Nella maggior parte delle specie animali, la visione è mediata da occhi composti. Ricercatori europei hanno studiato le modalità di funzionamento degli occhi degli insetti e hanno progettato e costruito i primi occhi composti artificiali in miniatura perfettamente funzionanti con caratteristiche simili a l’occhio del moscerino della frutta Drosophila, e di altre specie di artropodi. Potrebbero venire utilizzati per perfezionare o supportare il rilevamento dei movimenti, dalla robotica mobile all’aeronautica, dell’abbigliamento intelligente e delle applicazioni mediche.

Il progetto “CURVACE”, coordinato dall’italiano Dario Floreano, ha beneficiato di un finanziamento dell’UE di 2 milioni di Euro per mettere a punto occhi di “insetto” in minatura che presentano un elevato potenziale industriale nel settore della robotica mobile. Al progetto collaborano cinque istituzioni: l’EPFL (Svizzera), l’Università di Aix-Marseille e il CNRS (Francia), l’Istituto Frauenhofer di ottica applicata e ingegneria di precisione (Germania), e l’università di Tubinga (Germania) che hanno lavorato insieme per 45 mesi (dal 1° ottobre 2009 al 30 giugno 2013). Lo stanziamento di bilancio per l’intero progetto ammonta a 2,73 milioni di EUR di cui 2,09 milioni provengono dal finanziamento dell’UE.

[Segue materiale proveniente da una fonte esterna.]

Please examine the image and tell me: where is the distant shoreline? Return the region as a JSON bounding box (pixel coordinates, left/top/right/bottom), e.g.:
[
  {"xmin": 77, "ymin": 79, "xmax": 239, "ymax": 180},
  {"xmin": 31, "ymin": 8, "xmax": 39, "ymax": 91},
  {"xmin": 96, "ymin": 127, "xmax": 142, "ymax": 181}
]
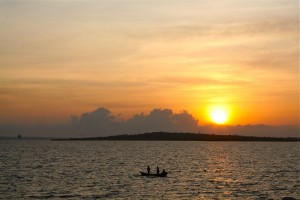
[{"xmin": 51, "ymin": 132, "xmax": 300, "ymax": 142}]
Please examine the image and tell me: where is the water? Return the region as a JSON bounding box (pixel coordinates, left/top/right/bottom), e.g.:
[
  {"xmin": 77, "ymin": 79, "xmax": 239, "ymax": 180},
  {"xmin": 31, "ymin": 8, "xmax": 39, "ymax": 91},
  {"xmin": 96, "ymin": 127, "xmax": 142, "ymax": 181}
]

In futuro, gli occhi composti artificiali potrebbero essere utilizzati in settori in cui il rilevamento panoramico dei movimenti è fondamentale. Ad esempio, un occhio composto artificiale flessibile potrebbe essere applicato ai veicoli per il rilevamento degli ostacoli (ad esempio durante le manovre di parcheggio, nel caso della guida automatica dei veicoli o per l’individuazione di veicoli o pedoni a distanza troppo ravvicinata), o integrati in microveicoli aerei (micro air vehicles – MAV) per la navigazione basata sul rilevamento visivo senza pericolo di collisione (ad esempio, durante l’atterraggio o per evitare ostacoli, come nelle operazioni di soccorso). Dati la flessibilità e lo spessore ridotti di tali dispositivi, potrebbero anche essere integrati nei tessuti per fabbricare vestiti intelligenti, ad esempio cappelli “intelligenti” dotati di sistemi di allarme anticollisione per gli ipovedenti. Inoltre, gli occhi composti artificiali flessibili possono essere apposti sulle pareti e i mobili delle case “intelligenti” per rilevare i movimenti (ad esempio per gli anziani nell’ambito della domotica per le categorie deboli, o per i bambini in un’ottica di prevenzione degli incidenti).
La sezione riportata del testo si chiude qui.